Seemings, certainly, although this odd little episode had its share of hopes, false or otherwise, as well.
Once upon a time in a land long ago, or Dorset when I was younger as I prefer to call it, my oldest friend bought an old schoolhouse. It wasn’t just any old schoolhouse, but Thomas Hardy’s sister’s one, in a tiny village near Sherbourne. I lived in London at the time, but I’d drive down fairly often for a taste of green fields and the things I’d never really left behind.
The Gleaners
She had a picture hanging up behind the kitchen door, under the stairs. I always wondered why it was there where nobody could see it, but my friend did things her way and it was after all her house and her picture. I thought so, anyway. I knew where it was any time I wanted to look at it.
I thought about it a lot over the years. It seemed to sum up something of the life I didn’t have, the one that thankfully most people don’t. The gleaners were looking for grains of corn or wheat, anything left over from the harvest. Because they were dirt poor. Life was not fun, nor easy. But hey, let’s talk about the pictures.
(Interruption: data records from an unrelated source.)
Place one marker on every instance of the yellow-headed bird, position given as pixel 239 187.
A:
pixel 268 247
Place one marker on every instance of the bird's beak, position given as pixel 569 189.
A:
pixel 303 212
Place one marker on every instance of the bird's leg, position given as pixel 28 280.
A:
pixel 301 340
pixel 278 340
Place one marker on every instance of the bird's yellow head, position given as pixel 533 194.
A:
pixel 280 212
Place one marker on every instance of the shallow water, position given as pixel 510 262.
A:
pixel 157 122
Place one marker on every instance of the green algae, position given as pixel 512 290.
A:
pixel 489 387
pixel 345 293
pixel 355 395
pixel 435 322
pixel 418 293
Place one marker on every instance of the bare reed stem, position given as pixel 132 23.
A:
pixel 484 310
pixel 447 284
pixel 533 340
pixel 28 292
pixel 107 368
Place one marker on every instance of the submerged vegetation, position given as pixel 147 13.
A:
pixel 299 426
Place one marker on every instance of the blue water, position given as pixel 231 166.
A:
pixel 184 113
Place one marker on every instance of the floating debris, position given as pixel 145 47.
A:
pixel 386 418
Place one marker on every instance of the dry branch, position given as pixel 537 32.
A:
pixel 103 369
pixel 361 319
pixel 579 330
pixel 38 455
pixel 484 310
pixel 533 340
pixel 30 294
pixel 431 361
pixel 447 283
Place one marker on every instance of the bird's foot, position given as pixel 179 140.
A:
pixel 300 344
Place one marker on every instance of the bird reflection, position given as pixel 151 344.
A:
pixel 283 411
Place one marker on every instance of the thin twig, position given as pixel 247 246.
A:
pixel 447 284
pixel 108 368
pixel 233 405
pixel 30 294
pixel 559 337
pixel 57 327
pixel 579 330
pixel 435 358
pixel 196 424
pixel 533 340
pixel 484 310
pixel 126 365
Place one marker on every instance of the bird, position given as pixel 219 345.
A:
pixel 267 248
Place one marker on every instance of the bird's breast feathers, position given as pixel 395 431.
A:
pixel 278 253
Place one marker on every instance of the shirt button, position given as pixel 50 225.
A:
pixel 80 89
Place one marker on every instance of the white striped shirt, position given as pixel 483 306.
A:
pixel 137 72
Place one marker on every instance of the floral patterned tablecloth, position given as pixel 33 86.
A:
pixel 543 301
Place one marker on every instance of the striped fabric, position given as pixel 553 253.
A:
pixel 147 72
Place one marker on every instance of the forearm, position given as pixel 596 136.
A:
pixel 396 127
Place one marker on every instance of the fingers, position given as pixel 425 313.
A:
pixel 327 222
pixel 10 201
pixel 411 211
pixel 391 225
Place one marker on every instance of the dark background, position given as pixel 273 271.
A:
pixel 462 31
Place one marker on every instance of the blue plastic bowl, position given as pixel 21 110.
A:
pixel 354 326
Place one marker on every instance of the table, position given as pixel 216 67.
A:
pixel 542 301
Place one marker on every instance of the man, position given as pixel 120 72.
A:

I discovered that there was another painting by Millett (presumably before he sold chepa camping gear) the year before, in 1857; The Angelus, one that always struck me as plaintive and sad, as if even while praying their crops would grow, this pair of peasant farmers lived with the knowledge that they might well not. This was real life for most people 150 years ago; it’s up to us if we chose this to be the way of things again.
The Angelus
I was thinking about both paintings a lot recently; namely how much I missed that house and how if I could find a copy of either of them I’d buy it, if the price was ok and if I could find either one, which didn’t look likely these days. Apart from anything, they’re pretty huge and in a style I haven’t seen anywhere for years.
And then I did at the local auction. I left a bid of £10 on them and much to my surprise it won. I collected themn and cleaned the frames and the glass and stripped off the binder twine used to hang them and the silver paper used to back them and hung them. I rang my friend, who was a bit bemused when I told her I had a copy of the picture she used to have under her stairs. I sent her a picture of both of them, just in case my memory had confused which one she’d actually had.
She rang me back. She liked them. They were the kind of things that if she’d seen them she’d have bought, if they were that kind of price. But she hadn’t. She’d never seen either one. She’d never owned either of them. She’d never had them in the house. They never hung under her stairs or anywhere else. Except in every visit to that house in my mind.
Memory isn’t always true. But then, truth isn’t always memory, either.